How do I read a csv file line by line only?

80 Views Asked by At

I need to read a csv-file, but the file contains broken lines. Here's an example:

"name","address","link"
"7eleven","city, street, 1",https://somelink/1     \\the good line
Baby-Gym,"city, street, 2\",https://somelink/2     \\the broken line because it has \", sequence

In this example, the second line of the CSV file is broken, as the value for "address" contains \", sequence.

I cannot change the CSV file. I just want to read and ignore these broken lines. However, I am experiencing unexpected behavior with the com.opencsv library when it reads more than one line (approximately 5k lines) using csvReader.readNext().

Here is the code I am using to read the CSV file:

try (Reader reader = new BufferedReader(new InputStreamReader(is))) {
    CSVParser parser = new CSVParserBuilder()
            .withSeparator(',')
            .withQuoteChar('"')
            .build();
    try (CSVReader csvReader= new CSVReaderBuilder(reader)
            .withSkipLines(1)
            .withCSVParser(parser)
            .build()) {

        Set<info> infoList = new HashSet<>();
        String[] infoParts;

        while ((infoParts = csvReader.readNext()) != null) {
            // code
        }
    }
}

How can I read line by line with OpenCSV while avoiding the need to ignore 5k lines due to the presence of a single broken line?

I can't find information anywhere on how to solve this problem. I tried using new CSVReaderBuilder(reader).withMultilineLimit(1), but it just throws exceptions... I looked at the CSVParser and CSVReader documentation but I didn't find the necessary settings. Please help me.

2

There are 2 best solutions below

0
tgdavies On

There is no really correct way of doing this, because quoted CSV fields are allowed to contain newlines. If you can require that the only newlines present are actually record separators, then you can pre-split your data into lines before parsing.

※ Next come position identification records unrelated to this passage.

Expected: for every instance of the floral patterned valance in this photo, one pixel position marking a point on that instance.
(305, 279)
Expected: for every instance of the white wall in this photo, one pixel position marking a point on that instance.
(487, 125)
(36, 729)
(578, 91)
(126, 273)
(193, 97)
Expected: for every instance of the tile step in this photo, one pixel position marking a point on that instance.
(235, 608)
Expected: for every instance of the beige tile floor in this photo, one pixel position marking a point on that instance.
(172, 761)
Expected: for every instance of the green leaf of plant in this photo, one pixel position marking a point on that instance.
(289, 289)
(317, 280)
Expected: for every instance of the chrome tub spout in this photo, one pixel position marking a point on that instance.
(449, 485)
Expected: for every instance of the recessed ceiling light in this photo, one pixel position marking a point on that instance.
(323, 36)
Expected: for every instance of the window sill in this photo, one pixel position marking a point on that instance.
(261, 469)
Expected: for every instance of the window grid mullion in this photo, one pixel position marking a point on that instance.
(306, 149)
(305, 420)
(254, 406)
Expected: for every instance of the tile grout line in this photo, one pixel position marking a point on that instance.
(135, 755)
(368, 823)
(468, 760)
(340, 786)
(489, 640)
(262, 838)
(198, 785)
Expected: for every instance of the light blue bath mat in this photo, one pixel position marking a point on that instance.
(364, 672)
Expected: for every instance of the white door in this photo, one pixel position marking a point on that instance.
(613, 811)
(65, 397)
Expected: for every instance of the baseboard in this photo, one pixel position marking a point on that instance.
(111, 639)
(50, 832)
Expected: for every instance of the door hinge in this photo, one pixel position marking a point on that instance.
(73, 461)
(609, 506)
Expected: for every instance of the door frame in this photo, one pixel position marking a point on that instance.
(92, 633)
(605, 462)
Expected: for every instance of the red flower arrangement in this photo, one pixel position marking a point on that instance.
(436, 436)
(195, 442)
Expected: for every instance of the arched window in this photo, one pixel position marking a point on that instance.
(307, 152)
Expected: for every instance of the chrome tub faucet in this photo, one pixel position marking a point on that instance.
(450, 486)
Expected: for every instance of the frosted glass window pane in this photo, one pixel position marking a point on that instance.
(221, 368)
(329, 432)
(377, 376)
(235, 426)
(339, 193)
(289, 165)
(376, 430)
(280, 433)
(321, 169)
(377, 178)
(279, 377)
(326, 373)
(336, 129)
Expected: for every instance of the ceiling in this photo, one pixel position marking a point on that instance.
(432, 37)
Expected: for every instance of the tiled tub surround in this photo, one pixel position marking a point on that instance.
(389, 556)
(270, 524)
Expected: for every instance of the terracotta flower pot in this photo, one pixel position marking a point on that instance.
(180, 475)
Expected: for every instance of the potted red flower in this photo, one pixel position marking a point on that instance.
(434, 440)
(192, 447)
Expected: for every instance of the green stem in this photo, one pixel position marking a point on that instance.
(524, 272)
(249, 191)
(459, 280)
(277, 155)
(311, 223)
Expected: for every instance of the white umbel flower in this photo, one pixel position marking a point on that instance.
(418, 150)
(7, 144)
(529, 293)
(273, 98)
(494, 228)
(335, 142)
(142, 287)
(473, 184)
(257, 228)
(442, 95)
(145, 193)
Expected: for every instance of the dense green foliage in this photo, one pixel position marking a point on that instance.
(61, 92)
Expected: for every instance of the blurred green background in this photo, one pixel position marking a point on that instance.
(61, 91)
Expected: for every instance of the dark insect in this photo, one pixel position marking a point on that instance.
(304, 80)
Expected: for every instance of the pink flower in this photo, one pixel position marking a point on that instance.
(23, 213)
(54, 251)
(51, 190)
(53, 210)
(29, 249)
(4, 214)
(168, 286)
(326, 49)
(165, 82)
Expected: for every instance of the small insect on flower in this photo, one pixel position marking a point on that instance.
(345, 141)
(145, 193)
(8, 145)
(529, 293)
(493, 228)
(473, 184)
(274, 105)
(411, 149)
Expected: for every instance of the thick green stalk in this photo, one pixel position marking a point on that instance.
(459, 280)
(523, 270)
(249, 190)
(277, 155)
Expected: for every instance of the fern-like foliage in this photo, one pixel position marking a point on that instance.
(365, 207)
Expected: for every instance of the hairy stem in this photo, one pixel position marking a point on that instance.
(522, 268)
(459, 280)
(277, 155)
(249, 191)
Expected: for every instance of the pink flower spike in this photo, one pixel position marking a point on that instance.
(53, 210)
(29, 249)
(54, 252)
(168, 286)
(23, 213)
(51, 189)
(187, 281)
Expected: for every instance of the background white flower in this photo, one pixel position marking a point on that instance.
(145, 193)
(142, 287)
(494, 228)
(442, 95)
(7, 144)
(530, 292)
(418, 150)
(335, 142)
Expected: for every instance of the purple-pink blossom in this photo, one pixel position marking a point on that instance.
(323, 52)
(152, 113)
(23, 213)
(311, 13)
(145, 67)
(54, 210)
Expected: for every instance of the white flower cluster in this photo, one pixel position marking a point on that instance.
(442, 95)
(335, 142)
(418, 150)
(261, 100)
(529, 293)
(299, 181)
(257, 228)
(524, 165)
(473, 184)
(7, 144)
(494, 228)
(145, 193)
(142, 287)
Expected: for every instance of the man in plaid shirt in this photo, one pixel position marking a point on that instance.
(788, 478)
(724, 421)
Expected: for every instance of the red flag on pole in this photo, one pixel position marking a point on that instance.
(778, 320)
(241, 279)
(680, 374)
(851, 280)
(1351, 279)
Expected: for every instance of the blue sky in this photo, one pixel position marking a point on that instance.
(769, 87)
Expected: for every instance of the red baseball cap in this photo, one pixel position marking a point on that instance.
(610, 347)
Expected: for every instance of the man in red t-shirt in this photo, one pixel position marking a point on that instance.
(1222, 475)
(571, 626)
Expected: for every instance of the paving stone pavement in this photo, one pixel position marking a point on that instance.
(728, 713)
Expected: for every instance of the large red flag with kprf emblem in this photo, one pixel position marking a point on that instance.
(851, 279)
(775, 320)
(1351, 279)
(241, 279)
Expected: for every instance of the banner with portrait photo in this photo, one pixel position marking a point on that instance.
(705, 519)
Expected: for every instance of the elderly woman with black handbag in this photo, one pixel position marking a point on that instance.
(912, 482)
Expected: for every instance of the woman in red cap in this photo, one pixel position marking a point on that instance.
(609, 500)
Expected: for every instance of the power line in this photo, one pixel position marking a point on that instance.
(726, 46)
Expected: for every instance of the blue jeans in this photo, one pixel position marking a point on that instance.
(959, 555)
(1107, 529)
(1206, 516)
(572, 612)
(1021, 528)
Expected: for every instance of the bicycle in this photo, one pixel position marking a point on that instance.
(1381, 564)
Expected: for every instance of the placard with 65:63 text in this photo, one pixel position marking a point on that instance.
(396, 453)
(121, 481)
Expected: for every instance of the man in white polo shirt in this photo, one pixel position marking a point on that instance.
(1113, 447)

This means creating a new CSVParser for each row, which may be expensive -- I haven't benchmarked this approach:

package com.example.so;

import com.opencsv.CSVParser;
import com.opencsv.CSVParserBuilder;
import com.opencsv.CSVReader;
import com.opencsv.CSVReaderBuilder;
import com.opencsv.exceptions.CsvValidationException;

import java.io.BufferedReader;
import java.io.IOException;
import java.io.StringReader;
import java.util.List;
import java.util.Optional;
import java.util.stream.Collectors;

public class OpenCSVEg {
    public static void main(String[] args) throws CsvValidationException, IOException {
        String csv = "\"name\",\"address\",\"link\"\n" +
                "\"7eleven\",\"city, street, 1\",https://somelink/1\n" +
                "Baby-Gym,\"city, street, 2\\\",https://somelink/2\n" +
                "\"7eleven2\",\"city, street, 3\",https://somelink/3\n";

        try (BufferedReader reader = new BufferedReader(new StringReader(csv))) {
            List<String> csvLines = reader.lines().toList();
            List<String[]> items = csvLines.stream().skip(1).map(s -> {
                // the parser has internal state, so we need a new one for each row
                CSVParser parser = new CSVParserBuilder()
                        .withSeparator(',')
                        .withQuoteChar('"')
                        .build();
                try (CSVReader csvReader = new CSVReaderBuilder(new StringReader(s))
                        .withCSVParser(parser)
                        .build()) {

                    return Optional.of(csvReader.readNext());

                } catch (Exception e) {
                    return Optional.<String[]>empty();
                }
            }).flatMap(Optional::stream).collect(Collectors.toList());
            System.out.println(items);
        }
    }
}
0
Anna L On

I have resolved my problem by changing from using CSVReader to Scanner. However, I still use CSVParser to parse each line of the CSV file. Here is my code:

try (Scanner s = new Scanner(new BufferedInputStream(is))) {
    
    CSVParser parser = new CSVParserBuilder()
            .withSeparator(',')
            .withQuoteChar('"')
            .build();

    while (s.hasNextLine()) {
        String[] infoParts = parser.parseLine(s.nextLine());
        // code 
    }
}

My code now reads line-by-line and can parse the values.